INTRODUCTION

Have you ever considered how behavioural aspects of an individual plays an important role in economics and it can impact the demand for a good drastically? Several studies have been done in this area in the past. When considering demand, we tend to relate it to the notion of the law of demand (Quantity demanded of a good is inversely related to its price) and tend to ignore other aspects. However, the value of a product is not always dependent on the utility a consumer derives. For some goods, social superiority derives demand.

Let us take an example first. Suppose when Mr. A was 10 years old, his friend bought this latest new Pokémon toy that had just entered the market. Seeing the toy, Mr. A desperately wanted it too. So he ended up buying it after possibly crying and having rounds of negotiations and requests with his parents/guardians. Now let us take a different scenario. Suppose now, Mr. B’s friend bought a new Ben10 toy, but almost everyone Mr. B knew had already bought it. Hence, Mr. B’s desire to buy this toy vanished as he did not want to be a part of the crowd. It’s interesting how we have been in both positions several times yet find it difficult to understand simple economic concepts. The demand for the toy in both scenarios was not dependent on its price but rather on its demand by their friends. This effect, where the demand increase/decrease due to others’ consumption is known as network externalities. It may either be positive or negative. Here, the former scenario is an example of the demonstration effect/bandwagon effect (positive network externality), while the latter one is an example of the snob effect (negative network externality). We will be focusing on the latter one in this article.

TECHNICALITIES

To define, Snob Effect refers to a phenomenon where the demand for a particular good by the richer section of the society is inversely related to demand of the same good by the poorer section. Consider Mr. C who is a millionaire, he will not be willing to buy a basic mobile model that is owned by a large share of the population. Hence, this effect comes into play when people want uniqueness, are less willing to purchase a good that has widespread usage and value the exclusivity of owning rare products. Snob value refers to the value attached to a particular good for its power to showcase social superiority. The lower the availability, the higher is the snob value. Snob Appeal refers to the quality of a product to appeal to a consumer in a way that can improve his/her exclusivity.

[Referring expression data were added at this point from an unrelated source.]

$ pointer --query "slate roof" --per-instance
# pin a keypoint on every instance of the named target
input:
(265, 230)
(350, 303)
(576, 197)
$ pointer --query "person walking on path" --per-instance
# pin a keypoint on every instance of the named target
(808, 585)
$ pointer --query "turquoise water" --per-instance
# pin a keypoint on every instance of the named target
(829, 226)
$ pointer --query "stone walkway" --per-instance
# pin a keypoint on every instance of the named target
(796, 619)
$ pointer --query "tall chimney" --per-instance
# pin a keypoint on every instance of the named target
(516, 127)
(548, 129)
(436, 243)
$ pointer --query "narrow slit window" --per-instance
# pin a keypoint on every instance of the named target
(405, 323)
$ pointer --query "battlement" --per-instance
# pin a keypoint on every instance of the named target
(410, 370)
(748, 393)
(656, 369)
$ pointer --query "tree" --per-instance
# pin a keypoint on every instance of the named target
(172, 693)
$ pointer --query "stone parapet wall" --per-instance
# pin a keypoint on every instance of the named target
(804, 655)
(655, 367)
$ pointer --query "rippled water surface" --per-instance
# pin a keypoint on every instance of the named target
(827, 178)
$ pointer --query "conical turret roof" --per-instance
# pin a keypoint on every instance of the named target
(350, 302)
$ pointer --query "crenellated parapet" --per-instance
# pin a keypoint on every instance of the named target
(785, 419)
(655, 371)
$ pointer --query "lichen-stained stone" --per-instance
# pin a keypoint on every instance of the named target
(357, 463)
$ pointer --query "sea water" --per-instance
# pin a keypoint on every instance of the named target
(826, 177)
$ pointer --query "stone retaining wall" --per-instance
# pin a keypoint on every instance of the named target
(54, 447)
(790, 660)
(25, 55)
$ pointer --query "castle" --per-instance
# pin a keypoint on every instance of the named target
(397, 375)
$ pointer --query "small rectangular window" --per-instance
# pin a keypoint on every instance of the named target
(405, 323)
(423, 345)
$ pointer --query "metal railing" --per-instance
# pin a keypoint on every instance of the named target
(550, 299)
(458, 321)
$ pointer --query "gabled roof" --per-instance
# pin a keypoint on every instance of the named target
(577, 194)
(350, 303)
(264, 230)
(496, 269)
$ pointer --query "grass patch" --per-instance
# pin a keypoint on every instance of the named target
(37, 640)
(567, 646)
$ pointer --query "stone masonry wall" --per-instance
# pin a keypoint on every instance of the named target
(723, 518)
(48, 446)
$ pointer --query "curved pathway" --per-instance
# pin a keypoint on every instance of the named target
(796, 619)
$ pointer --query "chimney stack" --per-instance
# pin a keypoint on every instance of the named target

It’s imperative to understand that this effect can have a positive as well as a negative impact on a commodity. However, in general, it reduces the demand for a commodity. Higher the snob value of a good, lower is the number of people owning it. As in the example of Mr B discussed earlier, the demand for a commodity may go down drastically due to the snob effect. On the other hand, some products that are ultimately purchased by the richer section to showcase social superiority (say an iPhone), face the positive side of snob effect as here the demand goes up by the richer section. However, the goods that encounter the positive side may have low practical value but very high economic value. Such as a rare work of art, sports car, expensive watch or anything exclusive.

EFFECT ON DEMAND CURVE 

Snob Effect makes the demand curve of a normal good less elastic and the demand curve of a luxury good positive. To purchase more luxury goods due to this effect, people tend to reduce their demand for normal good even if its price is decreasing. However, this decline is not to the extent that it neutralizes the total price effect. Hence, it makes the demand curve of the normal good less elastic. On the other hand, the demand for a luxury item (say iPhone) increases with the increasing price due to the snob effect violating the law of demand leading to a positive slope.

IS IT SIMILAR TO VEBLEN EFFECT?

Those familiar with economics know very well about the Veblen Effect. In theory, it’s possible to misinterpret and conclude Snob and Veblen Effect as the same considering that both effects have that element where the richer section of the society purchase a commodity that is rare to showcase their social superiority. However, the difference lies in the fact that Veblen effect is governed by price (higher price is equal to higher quality) whereas Snob effect is governed by demand (high demand by poorer section means inferior quality and vice versa). Despite this, it’s necessary to understand that the demand for Veblen goods (goods that show the Veblen effect) is influenced by the snob effect. It is due to this effect that people are willing to buy Veblen goods when their price increases to showcase social superiority. If the price of this product decreases, its snob appeal falls and vice versa.

CONCLUSION

In today’s world, it is necessary for large companies targeting middle-class consumers to ensure that their product does not lose their market share due to the snob effect. There’s a tendency whereby brands lose their status and identity in an attempt to increase market share by lowering the price. Therefore, producers sometimes pay special attention to ensure that their products don’t become a part of mainstream culture and trigger snob effect due to promotional discounts. The psychological perception of a commodity sometimes is the most important determinant and hence the bigger picture needs to be seen to understand the aspects of demand and supply.